# (5C) Sentiment analysis

Sentiment analysis is widely used as a way of measuring the positivity or negativity of sentences. It has a lot of corporate uses–companies want to know how its products are being reviewed, for instance–as well as political uses—candidates want to know how they're being talked about on Twitter, say. But we can also imagine literary uses: how are characters being described? Does sentiment change over time in the novel? Here's some tools to do sentiment analysis.

#### Install 
For this notebook, you'll need to install vaderSentiment:

    pip install vaderSentiment

In [1]:
# do some imports
import os
import nltk
import pandas as pd
pd.set_option('display.max_colwidth', 0)

## How can I get the sentiment of sentences?

### (1) textblob

In [2]:
from textblob import TextBlob

def sentiment_analysis_textblob(string):
    # first make a blob
    blob = TextBlob(string)

    # make output dictionary
    output_list = []
    
    # for each sentence
    sent_num=0
    for sent in blob.sentences:
        sent_num+=1
        
        # make an empty results dictionary
        result_dict={}
        result_dict['_sent_num'] = sent_num
        result_dict['_sent'] = str(sent)
        
        result_dict['polarity'] = sent.sentiment.polarity
        result_dict['subjectivity'] = sent.sentiment.subjectivity
        
        output_list.append(result_dict)
    
    return output_list

In [3]:
juliet="""
But soft, what light through yonder window breaks?
It is the east, and Juliet is the sun.
Arise, fair sun, and kill the envious moon.
Who is already sick and pale with grief
That thou, her maid, art far more fair than she.
"""

In [4]:
pd.DataFrame(sentiment_analysis_textblob(juliet))

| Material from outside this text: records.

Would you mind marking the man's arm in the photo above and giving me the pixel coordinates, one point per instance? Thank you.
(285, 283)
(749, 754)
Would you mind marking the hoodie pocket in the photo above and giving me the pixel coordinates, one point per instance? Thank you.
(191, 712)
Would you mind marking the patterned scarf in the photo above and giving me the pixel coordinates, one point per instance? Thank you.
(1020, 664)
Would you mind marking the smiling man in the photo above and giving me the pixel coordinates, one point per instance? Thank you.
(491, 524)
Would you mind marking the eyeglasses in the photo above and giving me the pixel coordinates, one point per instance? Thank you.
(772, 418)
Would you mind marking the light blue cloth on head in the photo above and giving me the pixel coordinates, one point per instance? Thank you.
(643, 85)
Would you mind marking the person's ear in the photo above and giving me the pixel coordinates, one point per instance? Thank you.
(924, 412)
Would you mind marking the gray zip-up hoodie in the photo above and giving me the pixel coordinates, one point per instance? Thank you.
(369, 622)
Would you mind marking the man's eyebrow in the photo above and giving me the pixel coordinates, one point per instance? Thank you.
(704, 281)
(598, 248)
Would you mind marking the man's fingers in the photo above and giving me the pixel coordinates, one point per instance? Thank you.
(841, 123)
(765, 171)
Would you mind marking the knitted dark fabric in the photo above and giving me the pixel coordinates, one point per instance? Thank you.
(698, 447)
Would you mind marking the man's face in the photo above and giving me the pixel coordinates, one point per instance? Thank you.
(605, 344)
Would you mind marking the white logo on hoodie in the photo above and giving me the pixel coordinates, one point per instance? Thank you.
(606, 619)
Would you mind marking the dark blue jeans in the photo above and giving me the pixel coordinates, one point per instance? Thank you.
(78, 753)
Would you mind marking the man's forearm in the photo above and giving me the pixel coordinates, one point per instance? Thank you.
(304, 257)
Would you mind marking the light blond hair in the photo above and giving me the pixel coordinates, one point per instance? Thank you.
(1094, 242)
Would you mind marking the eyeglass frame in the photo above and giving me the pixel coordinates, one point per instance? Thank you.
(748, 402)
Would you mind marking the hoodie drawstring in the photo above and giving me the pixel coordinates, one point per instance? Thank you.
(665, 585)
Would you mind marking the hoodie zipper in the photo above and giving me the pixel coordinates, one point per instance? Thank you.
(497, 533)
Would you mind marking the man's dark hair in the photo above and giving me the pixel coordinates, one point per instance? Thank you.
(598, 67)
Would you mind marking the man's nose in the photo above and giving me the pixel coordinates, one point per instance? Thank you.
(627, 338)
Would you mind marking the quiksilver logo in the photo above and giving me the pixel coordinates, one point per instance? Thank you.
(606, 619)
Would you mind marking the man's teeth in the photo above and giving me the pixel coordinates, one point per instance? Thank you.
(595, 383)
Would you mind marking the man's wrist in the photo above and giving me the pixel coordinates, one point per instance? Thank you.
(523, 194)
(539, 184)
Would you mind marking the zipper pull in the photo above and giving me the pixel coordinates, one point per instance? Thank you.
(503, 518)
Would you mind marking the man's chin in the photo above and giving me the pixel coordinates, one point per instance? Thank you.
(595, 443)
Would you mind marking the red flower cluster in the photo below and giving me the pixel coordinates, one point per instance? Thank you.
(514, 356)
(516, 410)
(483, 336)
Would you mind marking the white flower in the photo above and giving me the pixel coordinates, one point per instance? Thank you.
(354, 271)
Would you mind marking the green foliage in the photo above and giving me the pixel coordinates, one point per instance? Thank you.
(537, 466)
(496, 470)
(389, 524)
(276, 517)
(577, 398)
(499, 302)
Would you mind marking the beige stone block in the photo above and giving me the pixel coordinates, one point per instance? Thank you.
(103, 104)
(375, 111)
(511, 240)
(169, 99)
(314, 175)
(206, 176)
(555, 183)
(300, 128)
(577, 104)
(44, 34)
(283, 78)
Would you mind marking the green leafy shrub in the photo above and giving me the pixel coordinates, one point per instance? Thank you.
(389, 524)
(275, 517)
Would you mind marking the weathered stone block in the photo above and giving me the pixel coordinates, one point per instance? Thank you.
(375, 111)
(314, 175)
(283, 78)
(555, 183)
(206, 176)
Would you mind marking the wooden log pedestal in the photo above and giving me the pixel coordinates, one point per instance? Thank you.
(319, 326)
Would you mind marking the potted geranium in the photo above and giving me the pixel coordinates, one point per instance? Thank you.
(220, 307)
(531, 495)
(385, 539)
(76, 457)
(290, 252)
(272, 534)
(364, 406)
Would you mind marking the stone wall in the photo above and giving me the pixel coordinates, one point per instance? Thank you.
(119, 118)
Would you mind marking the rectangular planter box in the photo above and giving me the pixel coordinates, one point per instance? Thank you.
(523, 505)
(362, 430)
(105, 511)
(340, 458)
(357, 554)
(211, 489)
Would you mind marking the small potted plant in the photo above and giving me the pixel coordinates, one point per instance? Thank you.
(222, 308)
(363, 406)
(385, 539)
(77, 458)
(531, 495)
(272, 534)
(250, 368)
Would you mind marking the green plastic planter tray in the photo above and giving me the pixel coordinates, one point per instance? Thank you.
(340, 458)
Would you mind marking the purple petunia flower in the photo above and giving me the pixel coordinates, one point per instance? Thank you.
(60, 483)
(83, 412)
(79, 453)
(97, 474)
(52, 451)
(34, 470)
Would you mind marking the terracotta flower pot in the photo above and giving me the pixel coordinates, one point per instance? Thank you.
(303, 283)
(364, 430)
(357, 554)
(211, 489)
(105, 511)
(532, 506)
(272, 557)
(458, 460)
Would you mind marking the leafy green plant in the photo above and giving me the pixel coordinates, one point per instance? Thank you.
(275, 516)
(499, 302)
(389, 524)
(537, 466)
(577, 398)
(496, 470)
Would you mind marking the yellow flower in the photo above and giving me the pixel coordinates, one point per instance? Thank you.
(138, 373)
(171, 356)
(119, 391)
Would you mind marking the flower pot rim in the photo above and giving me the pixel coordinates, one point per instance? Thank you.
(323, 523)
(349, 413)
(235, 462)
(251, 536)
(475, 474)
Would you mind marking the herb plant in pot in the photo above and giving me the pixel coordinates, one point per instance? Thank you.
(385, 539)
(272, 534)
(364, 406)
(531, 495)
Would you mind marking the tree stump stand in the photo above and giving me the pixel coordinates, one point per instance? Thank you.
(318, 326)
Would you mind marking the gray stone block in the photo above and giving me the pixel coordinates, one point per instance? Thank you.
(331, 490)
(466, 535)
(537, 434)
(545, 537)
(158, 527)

Unnamed: 0,_sent,_sent_num,polarity,subjectivity
0,"\nBut soft, what light through yonder window breaks?",1,0.25,0.525
1,"It is the east, and Juliet is the sun.",2,0.0,0.0
2,"Arise, fair sun, and kill the envious moon.",3,0.7,0.9
3,"Who is already sick and pale with grief\nThat thou, her maid, art far more fair than she.",4,-0.070714,0.60619


### (2) polyglot

[Polyglot](https://polyglot.readthedocs.io/) can also do sentiment analysis, and in multiple languages.

To install:

    conda install -c conda-forge pyicu
    pip install pycld2
    pip install morfessor
    pip install polyglot
    polyglot download LANG:en   # for english
    polyglot download LANG:es   # for spanish (optional)
    polyglot download LANG:xx   # where xx is the two-letter language code
   
See [the website](https://polyglot.readthedocs.io/) for more details.

In [None]:
def sentiment_analysis_polyglot(string):
    # let's try this...
    try:
        # to use polyglot, import its "Text" object:
        from polyglot.text import Text
    except ImportError:
        print('Polyglot not installed! To do so, follow the instructions above.')
        return
    # from here on we can assume that polyglot is imported
    
    # wrap that Text object around any string
    pg_text = Text(string)

    # make an output list
    output_list = []
    
    # loop over sentences
    sent_num = 0
    for sent in pg_text.sentences:
        sent_num+=1

        # make an empty results dictionary
        result_dict={}
        result_dict['_sent_num'] = sent_num
        result_dict['_sent'] = str(sent)
        
        # make a new text (maybe this sentence is in a different language?)
        sent2 = Text(str(sent))
        
        result_dict['polarity'] = sent2.polarity

        # add to output
        output_list.append(result_dict)
        
    return output_list

In [None]:
pd.DataFrame(sentiment_analysis_polyglot("""
I have a horrible dog named Spot who is honestly the worst creature on the entire planet.
I have a dog named Spot who is honestly NOT the worst creature on the entire planet.
Tengo un perro horrible que honestamente es la peor criatura en todo el planeta.
I have an OK dog named Spot who is honestly a pretty good creature.
Tengo un perro horrible que honestamente es la peor criatura en todo el planeta.
"""))

### (2) VADER (recommended)

From the [source for vaderSentiment](https://github.com/cjhutto/vaderSentiment):

<blockquote>VADER (Valence Aware Dictionary and sEntiment Reasoner) is a lexicon and rule-based sentiment analysis tool that is specifically attuned to sentiments expressed in social media. It is fully open-sourced under the MIT License.</blockquote>

For more information, see this [post on sentiment analysis](https://medium.com/analytics-vidhya/simplifying-social-media-sentiment-analysis-using-vader-in-python-f9e6ec6fc52f).


In [5]:
def get_vader_scores(string):
    from vaderSentiment.vaderSentiment import SentimentIntensityAnalyzer
    analyser = SentimentIntensityAnalyzer()
    score = analyser.polarity_scores(string)
    return score

In [6]:
# Test it out
get_vader_scores("I have a horrible dog named Spot who is honestly the worst creature on the entire planet.")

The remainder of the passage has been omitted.